Kein Anspruch auf Erstattung des eigenen Arbeits- und Zeitaufwands bei der eigenen Schadensabwicklung.
von Lieb Rechtsanwälte
Ein Beitrag von RA Dr. Klaus Lieb
Sie kennen vielleicht das Problem. Ihnen ist ein von einem Dritten verursachter Wasserschaden entstanden. Für Schadensbeseitigung und Abwicklung des Schadenersatzanspruches ist Ihnen ein erheblicher Arbeits- und Zeitaufwand entstanden. Dieser Aufwand ist leider in der Regel nicht erstattungsfähig.

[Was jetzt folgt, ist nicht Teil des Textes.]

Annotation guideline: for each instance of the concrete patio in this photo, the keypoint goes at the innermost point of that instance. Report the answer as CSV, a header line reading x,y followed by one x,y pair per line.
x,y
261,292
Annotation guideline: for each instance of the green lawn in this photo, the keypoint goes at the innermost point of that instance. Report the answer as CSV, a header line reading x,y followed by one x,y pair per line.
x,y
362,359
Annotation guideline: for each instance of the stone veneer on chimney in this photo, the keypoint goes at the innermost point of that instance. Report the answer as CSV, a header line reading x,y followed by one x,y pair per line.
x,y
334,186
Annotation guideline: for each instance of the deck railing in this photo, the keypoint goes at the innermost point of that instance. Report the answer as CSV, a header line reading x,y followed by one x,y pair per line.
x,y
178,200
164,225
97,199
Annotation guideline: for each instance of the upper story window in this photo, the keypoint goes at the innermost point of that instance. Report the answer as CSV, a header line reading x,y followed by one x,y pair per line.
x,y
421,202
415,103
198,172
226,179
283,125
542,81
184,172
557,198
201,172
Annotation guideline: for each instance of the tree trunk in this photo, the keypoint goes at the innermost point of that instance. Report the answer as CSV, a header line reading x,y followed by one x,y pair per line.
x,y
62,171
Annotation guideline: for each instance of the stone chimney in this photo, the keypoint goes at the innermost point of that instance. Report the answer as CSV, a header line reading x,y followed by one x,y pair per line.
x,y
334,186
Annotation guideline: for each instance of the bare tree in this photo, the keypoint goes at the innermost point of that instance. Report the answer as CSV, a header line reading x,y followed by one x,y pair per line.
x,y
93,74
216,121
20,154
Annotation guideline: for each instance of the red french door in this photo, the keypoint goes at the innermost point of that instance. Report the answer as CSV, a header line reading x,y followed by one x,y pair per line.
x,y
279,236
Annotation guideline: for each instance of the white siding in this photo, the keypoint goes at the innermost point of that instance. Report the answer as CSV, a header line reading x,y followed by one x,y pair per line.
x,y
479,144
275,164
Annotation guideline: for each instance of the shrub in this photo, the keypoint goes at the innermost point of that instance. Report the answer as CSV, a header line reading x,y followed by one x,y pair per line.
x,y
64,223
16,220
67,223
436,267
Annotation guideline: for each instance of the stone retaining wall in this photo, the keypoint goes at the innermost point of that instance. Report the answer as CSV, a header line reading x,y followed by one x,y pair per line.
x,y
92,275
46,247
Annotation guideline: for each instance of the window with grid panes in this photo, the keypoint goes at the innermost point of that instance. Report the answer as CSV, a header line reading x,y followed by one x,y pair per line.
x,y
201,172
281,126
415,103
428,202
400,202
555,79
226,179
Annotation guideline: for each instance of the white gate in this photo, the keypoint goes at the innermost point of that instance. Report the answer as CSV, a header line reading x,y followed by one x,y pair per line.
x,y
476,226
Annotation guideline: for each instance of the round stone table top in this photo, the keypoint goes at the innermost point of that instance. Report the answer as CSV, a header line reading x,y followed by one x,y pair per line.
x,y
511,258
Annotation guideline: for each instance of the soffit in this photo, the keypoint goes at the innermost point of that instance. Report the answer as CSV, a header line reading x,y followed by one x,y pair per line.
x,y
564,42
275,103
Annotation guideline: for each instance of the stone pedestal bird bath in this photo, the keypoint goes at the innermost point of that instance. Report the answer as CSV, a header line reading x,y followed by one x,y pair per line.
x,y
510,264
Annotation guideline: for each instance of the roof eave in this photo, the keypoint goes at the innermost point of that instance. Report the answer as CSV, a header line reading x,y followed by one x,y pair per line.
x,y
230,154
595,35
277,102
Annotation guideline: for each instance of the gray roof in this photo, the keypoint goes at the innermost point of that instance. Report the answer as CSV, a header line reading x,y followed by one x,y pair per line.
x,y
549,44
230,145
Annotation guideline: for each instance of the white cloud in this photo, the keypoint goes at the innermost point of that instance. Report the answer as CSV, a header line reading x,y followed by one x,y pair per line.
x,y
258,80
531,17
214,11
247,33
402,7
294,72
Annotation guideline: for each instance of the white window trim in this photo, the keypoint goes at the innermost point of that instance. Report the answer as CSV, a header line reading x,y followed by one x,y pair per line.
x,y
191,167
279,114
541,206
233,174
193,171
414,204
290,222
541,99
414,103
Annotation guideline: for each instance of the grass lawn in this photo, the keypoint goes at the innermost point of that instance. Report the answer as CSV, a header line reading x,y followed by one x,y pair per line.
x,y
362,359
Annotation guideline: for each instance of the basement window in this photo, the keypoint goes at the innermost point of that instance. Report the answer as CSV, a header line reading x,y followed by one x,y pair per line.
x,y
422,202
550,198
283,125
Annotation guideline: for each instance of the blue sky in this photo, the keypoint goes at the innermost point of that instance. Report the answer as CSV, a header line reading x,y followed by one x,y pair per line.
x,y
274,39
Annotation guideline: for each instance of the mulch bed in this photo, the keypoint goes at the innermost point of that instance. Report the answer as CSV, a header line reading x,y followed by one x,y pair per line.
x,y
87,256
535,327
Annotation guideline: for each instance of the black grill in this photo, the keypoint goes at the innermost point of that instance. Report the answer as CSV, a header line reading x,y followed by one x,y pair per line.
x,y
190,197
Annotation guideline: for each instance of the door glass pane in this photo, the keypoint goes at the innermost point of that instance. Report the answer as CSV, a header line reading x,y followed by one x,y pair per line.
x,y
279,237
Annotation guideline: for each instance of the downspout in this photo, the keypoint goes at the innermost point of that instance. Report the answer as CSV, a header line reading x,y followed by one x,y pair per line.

So beispielsweise vom Kammergericht Berlin mit Urteil vom 29.1.2025-21 U 58/24 (IBRRs 2025, 1179) entschieden:
Den für die Schadensermittlung und die außergerichtliche Abwicklung eines Schadensersatzanspruches anfallenden Arbeits- und Zeitaufwand trägt der Geschädigte selbst, auch wenn er hierfür besonderes Personal einsetzt oder die Tätigkeiten extern erledigen lässt. Etwas anderes gilt nur dann, wenn dem Einzelfall erforderliche Aufwand die im Rahmen des üblichen typischerweise zu erbringende Mühewaltung überschreitet (Leitsatz der Entscheidung).

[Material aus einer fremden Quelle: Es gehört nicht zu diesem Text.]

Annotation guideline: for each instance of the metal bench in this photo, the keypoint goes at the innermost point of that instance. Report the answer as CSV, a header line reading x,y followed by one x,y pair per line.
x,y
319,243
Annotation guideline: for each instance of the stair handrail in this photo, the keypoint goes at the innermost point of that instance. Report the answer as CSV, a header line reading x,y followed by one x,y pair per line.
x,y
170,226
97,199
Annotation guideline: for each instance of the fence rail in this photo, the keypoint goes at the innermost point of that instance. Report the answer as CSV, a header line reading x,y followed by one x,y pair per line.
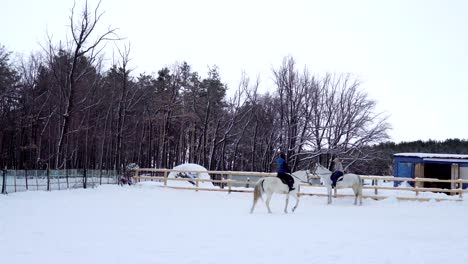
x,y
228,184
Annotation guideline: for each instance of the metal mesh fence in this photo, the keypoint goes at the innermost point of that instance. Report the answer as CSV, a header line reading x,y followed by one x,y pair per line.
x,y
23,180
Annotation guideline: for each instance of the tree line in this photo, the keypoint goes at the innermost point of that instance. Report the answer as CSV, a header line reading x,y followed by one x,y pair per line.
x,y
62,107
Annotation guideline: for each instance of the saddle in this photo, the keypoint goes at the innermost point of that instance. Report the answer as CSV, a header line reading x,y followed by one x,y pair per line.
x,y
283,180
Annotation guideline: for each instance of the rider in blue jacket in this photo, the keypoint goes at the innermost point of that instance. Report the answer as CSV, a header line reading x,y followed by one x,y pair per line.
x,y
338,171
284,173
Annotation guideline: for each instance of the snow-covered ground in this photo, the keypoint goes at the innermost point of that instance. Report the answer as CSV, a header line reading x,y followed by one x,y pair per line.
x,y
147,223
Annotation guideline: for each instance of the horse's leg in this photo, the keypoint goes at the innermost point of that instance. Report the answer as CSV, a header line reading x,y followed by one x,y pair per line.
x,y
257,195
253,205
268,201
295,195
356,193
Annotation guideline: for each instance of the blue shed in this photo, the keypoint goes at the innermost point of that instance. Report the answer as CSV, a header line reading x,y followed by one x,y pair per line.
x,y
431,165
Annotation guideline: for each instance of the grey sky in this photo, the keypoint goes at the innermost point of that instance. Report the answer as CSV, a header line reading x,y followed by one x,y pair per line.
x,y
410,55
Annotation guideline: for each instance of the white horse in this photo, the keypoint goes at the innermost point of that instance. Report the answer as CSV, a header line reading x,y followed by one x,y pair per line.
x,y
349,181
270,185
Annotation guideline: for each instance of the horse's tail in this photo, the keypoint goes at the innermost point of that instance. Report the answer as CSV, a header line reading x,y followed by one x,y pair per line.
x,y
258,190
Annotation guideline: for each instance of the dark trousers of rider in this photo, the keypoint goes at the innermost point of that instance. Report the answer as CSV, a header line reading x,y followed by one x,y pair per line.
x,y
335,176
286,178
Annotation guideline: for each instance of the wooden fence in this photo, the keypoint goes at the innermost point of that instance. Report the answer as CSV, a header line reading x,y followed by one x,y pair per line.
x,y
226,183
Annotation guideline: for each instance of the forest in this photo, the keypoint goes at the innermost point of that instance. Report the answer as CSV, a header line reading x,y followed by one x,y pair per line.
x,y
64,107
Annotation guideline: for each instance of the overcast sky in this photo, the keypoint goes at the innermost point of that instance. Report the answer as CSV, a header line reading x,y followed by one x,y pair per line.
x,y
411,56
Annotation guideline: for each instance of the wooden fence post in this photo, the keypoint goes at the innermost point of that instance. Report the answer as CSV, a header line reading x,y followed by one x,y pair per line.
x,y
4,181
197,182
14,179
48,177
229,182
460,185
376,189
26,178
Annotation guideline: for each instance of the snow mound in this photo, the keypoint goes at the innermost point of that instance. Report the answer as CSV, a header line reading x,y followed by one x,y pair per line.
x,y
191,173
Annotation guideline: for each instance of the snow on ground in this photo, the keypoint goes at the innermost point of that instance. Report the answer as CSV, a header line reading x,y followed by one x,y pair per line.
x,y
150,224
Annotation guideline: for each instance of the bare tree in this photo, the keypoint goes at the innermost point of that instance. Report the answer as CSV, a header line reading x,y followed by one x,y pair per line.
x,y
82,46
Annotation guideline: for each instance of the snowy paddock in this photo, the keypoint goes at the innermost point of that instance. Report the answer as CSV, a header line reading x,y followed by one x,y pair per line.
x,y
150,224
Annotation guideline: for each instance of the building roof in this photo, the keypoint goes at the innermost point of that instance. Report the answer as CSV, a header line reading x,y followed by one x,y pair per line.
x,y
433,156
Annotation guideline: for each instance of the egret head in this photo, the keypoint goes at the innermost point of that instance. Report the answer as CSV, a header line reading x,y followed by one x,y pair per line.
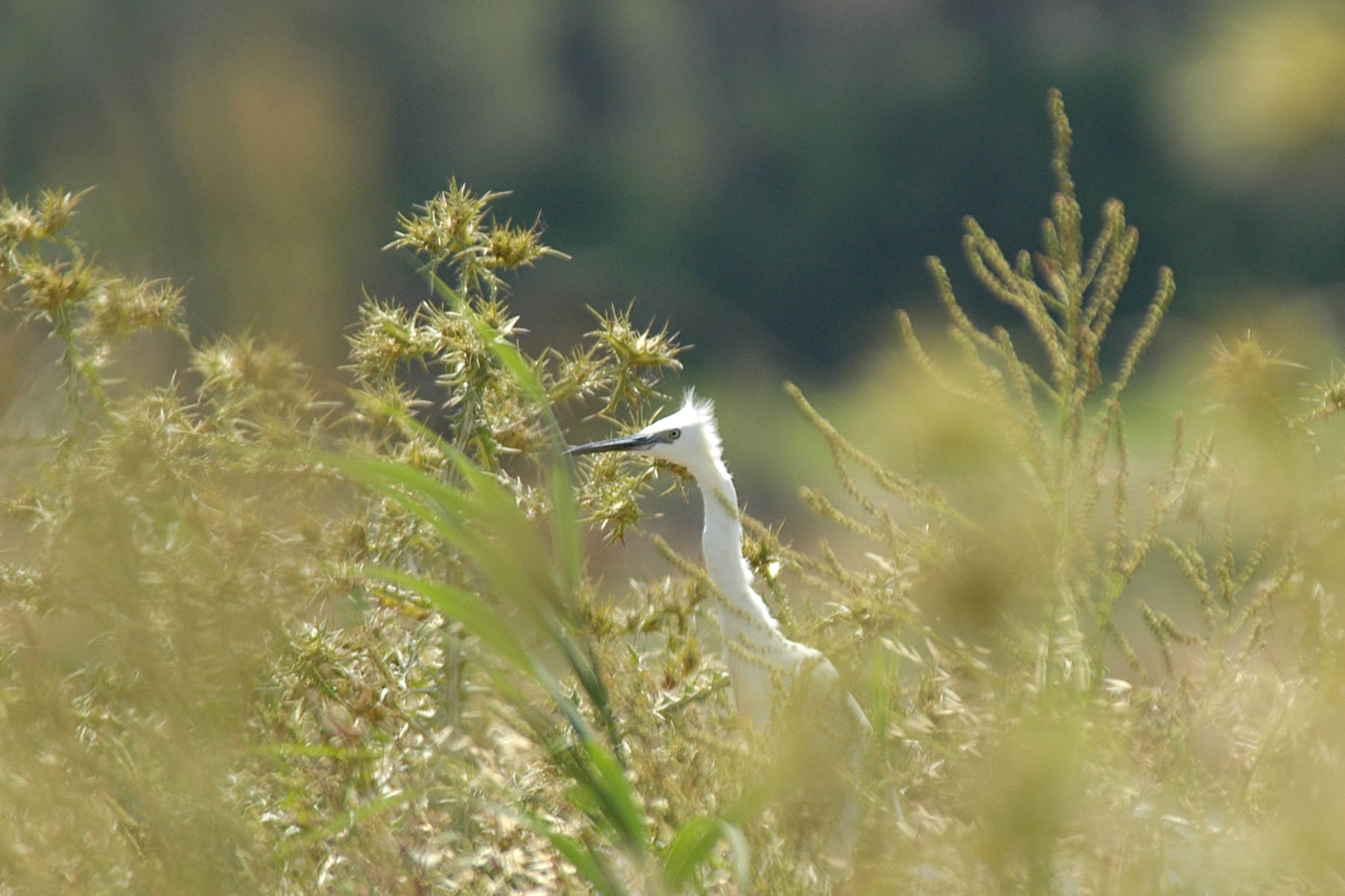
x,y
689,438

In dem vom Kammergericht entschiedenen Fall drang von außen zweimal Wasser in den zur einer Eigentumswohnung gehörenden Kellerraum ein. Dem Eigentümer entstand ein erheblicher Arbeits- und Zeitaufwand bei der Behebung des Wasserschadens. Das Kammergericht stellte hierzu fest: Den für die Schadensermittlung und die außergerichtliche Abwicklung seines Schadensersatzanspruches anfallenden Arbeits- und Zeitaufwand trägt der Geschädigte, auch wenn er hierfür besonderes Personal einsetzt oder die Tätigkeit extern erledigen lässt, bei einer am Schutzzweck der Haftungsnorm sowie an Verantwortungsbereichen und Praktikabilität orientierten Wertung selbst. Etwas anderes gilt nur dann, wenn dem Einzelfall erforderliche Aufwand die im Rahmen des üblichen typischerweise zu erbringenden Mühewaltung überschreitet (ständige Rechtsprechung BGH, Urteil vom 10.6.2020-VII ZR 289/19 Rn. 545 mit weiteren Nachweisen, BGH, Urteil vom 24. 11.1995-V ZR 88/95, mit weiteren Nachweisen).
Hinweis:
Die dem Geschädigten entstandene Mühewaltung stellt in der Praxis nur dann einen ersatzfähigen Vermögensschaden dar, wenn die im Rahmen des Üblichen typischerweise zu erbringende Mühewaltung überschritten ist. In diesem Fall ist konkret darzulegen, welcher Aufwand für welche Tätigkeiten angefallen ist und inwiefern dies auf das schadensursächliche Ereignis zurückzuführen ist.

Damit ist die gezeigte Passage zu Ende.